In the experiment, we provide the Anopheles gambiae gene expression data and generate a network with default settings (the data is publicly available through VectorBase (www.vectorbase.org) at the following URL: https://tinyurl.com/mr38a7hj). Figure 2a shows the sliding threshold with a cutoff value of 0.005, and the R-squared is 0.908, which suggests that the curve fits the raw data well. In practical applications, we suggest using smaller bin sizes and testing various cutoff values to generate a network that connects the majority of nodes while minimizing the number of edges.

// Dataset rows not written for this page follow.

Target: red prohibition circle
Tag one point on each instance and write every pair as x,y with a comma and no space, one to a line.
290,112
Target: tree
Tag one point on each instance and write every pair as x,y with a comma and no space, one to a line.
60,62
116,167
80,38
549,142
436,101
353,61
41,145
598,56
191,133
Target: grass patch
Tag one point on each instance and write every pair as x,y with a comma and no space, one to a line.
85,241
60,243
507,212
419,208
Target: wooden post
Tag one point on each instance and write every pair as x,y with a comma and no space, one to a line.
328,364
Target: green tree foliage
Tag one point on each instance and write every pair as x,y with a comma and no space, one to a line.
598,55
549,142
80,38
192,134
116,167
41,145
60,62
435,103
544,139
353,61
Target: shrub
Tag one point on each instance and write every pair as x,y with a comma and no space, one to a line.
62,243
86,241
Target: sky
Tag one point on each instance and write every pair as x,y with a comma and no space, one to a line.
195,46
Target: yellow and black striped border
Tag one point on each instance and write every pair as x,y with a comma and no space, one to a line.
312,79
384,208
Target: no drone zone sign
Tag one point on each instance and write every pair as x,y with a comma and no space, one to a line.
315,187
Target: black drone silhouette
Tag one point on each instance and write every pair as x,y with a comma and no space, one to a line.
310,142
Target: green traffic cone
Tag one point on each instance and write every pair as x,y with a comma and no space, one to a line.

In the second part, users can analyze the generated network and produce a table to store the properties of the network. In the Anopheles gambiae gene co-expression network, there are 12660 nodes, 389991 edges, and 164 core nodes. GeCoNet-Tool employs the force-directed algorithm Fruchterman-Reingold layout to visualize the community distribution (Fig. 2b) and core nodes (Fig. 2c). However, the layout shown in the results window is deterministic. Interested users are recommended to use interactive network visualization algorithms in Gephi [53] to show the generated network and properties. GeCoNet-Tool also generates node degree distribution as shown in Fig. 2d.

Fig. 2
figure 2

Examples of figure outputs from GeCoNet-Tool using Anopheles gambiae expression data. a The fitted threshold curve, b communities, c core nodes, and d degree distribution of the An. gambiae gene co-expression network

Conclusion and future works

GeCoNet-Tool is a free and user-friendly research tool that offers a straightforward approach to network construction and analysis, without the need for coding expertise. The package is composed of two parts: (1) network construction and (2) network analysis. In the first part, pairwise relationships between nodes are evaluated using the PCC and the number of paired conditions. Users can choose from various expression data types and data processing options, such as removing zeros and log2-rescaling. In the second part, GeCoNet-Tool provides multiple tools for network analysis. For example, the community analysis will classify nodes into different communities to identify genes with similar biological functions.

In the GeCoNet-Tool, networks are currently constructed with the Pearson correlation coefficient. However, future updates may be expanded to other methods to assess gene co-expression, e.g., signed distance correlation, Spearman correlation, and mutual information, as suggested by recent studies [54]. This approach would offer users more flexibility in constructing co-expression networks that are tailored to their specific research requirements.